名古屋高等裁判所 昭和59年(ネ)313号 判決 1985年7月18日
主文
本件控訴を棄却する。
控訴費用は控訴人の負担とする。
事実
第一 当事者の申立
一 控訴人
1 原判決を取消す。
2 被控訴人は控訴人に対し、金五三二万八〇〇〇円及びこれに対する昭和五八年九月三日以降完済まで年五分の割合による金員の支払をせよ。
3 訴訟費用は第一、二審とも被控訴人の負担とする。
との判決並びに仮執行の宣言。
二 被控訴人
主文同旨
第二 当事者の主張及び証拠関係
当事者双方の主張及び証拠関係は、以下に付加、訂正するほかは原判決事実摘示と同一であるから、これを引用する。
一 原判決の訂正
1 原判決二枚目表九行目の「二階建」の後に「店舗」を加える。
2 原判決二枚目裏一一行目の「五七」を「五八」と改め、同三枚目表四行目の「物上代位」の後に「権を行使」を加える。
二 控訴人の主張
1 本件においては、根抵当権設定当時、すでに賃借権が設定されていて、根抵当権者は賃借権の負担のある担保物の価値を把握していたにすぎないのであるから、賃料が根抵当権者の把握した交換価値の具体化したものということはできず、これに対して物上代位権行使を認めることは担保価値を増加させることになって公平に反する。

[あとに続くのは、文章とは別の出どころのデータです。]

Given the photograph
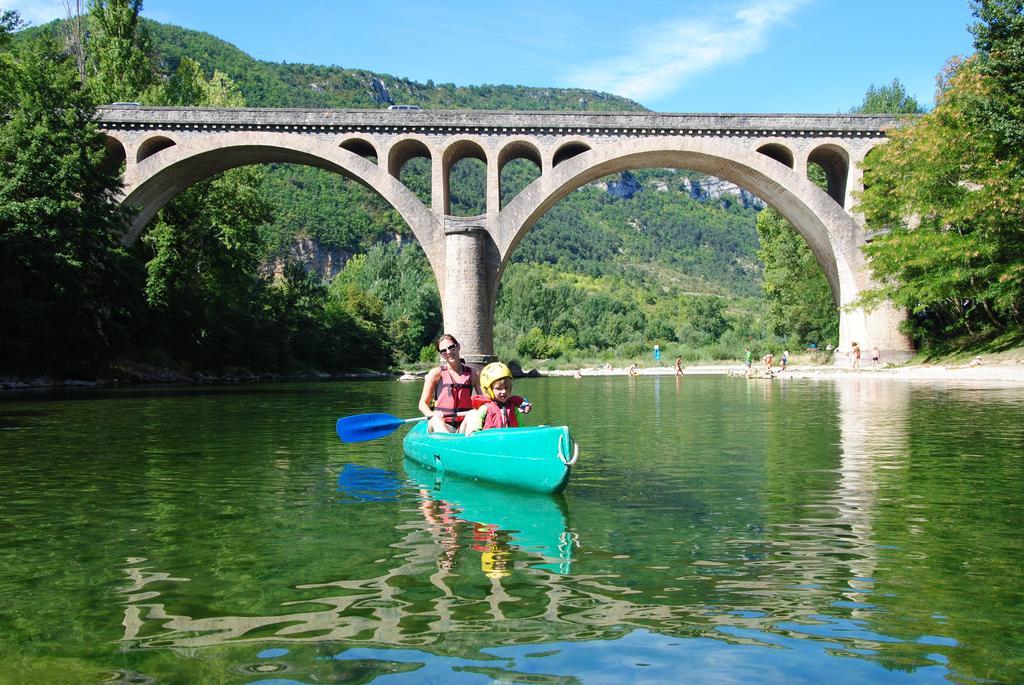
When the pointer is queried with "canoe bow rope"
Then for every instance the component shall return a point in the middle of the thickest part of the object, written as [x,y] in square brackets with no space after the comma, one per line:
[576,453]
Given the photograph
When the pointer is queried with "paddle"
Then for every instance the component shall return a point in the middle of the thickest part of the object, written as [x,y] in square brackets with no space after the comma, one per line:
[363,427]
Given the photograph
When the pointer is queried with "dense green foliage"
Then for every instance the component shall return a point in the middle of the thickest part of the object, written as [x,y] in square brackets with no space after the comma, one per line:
[60,269]
[949,191]
[268,84]
[226,275]
[800,304]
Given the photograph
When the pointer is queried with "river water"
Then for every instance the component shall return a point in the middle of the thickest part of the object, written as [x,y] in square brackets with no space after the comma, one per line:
[715,530]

2 控訴人は、根抵当権の目的物の譲受人であり、目的物の使用価値として賃料を取得しているのに、右賃料を根抵当権者が把握するとすれば、右目的物を取得した譲受人の利益が無視されることになって公平に反するとともに、非占有担保権たる抵当権の本質に反する。
三 被控訴人の答弁
控訴人の右主張はすべて争う。
理由
一 当裁判所も控訴人の本訴請求はこれを棄却すべきものと判断するが、その理由は、以下に付加するほかは原判決の理由説示(原判決四枚目表九行目から同五枚目裏二行目まで)と同一であるから、これを引用する。
二 賃借権の負担がある目的物件に対する根抵当権は、右賃借権によって生ずる賃料債権をも含めた目的物件の交換価値を一体として把握しているものと解するのが相当であり(右のように解したとしても、目的物件に対する貸借人の用益権を妨げるものではない)、しかも、根抵当権者である被控訴人がした賃料債権の差押、転付の手続が、すでに目的物件に対する担保権の実行による差押手続開始後にされたという本件のような場合においては、被控訴人による右権利行使を相当として是認することができるというべきである。したがって、根抵当権者がえた右差押、転付命令が法律上の原因を欠くということはできない。
三 よって、原判決は相当であって本件控訴は理由がないからこれを棄却することとし、控訴費用の負担につき民訴法九五条、八九条に従い、主文のとおり判決する。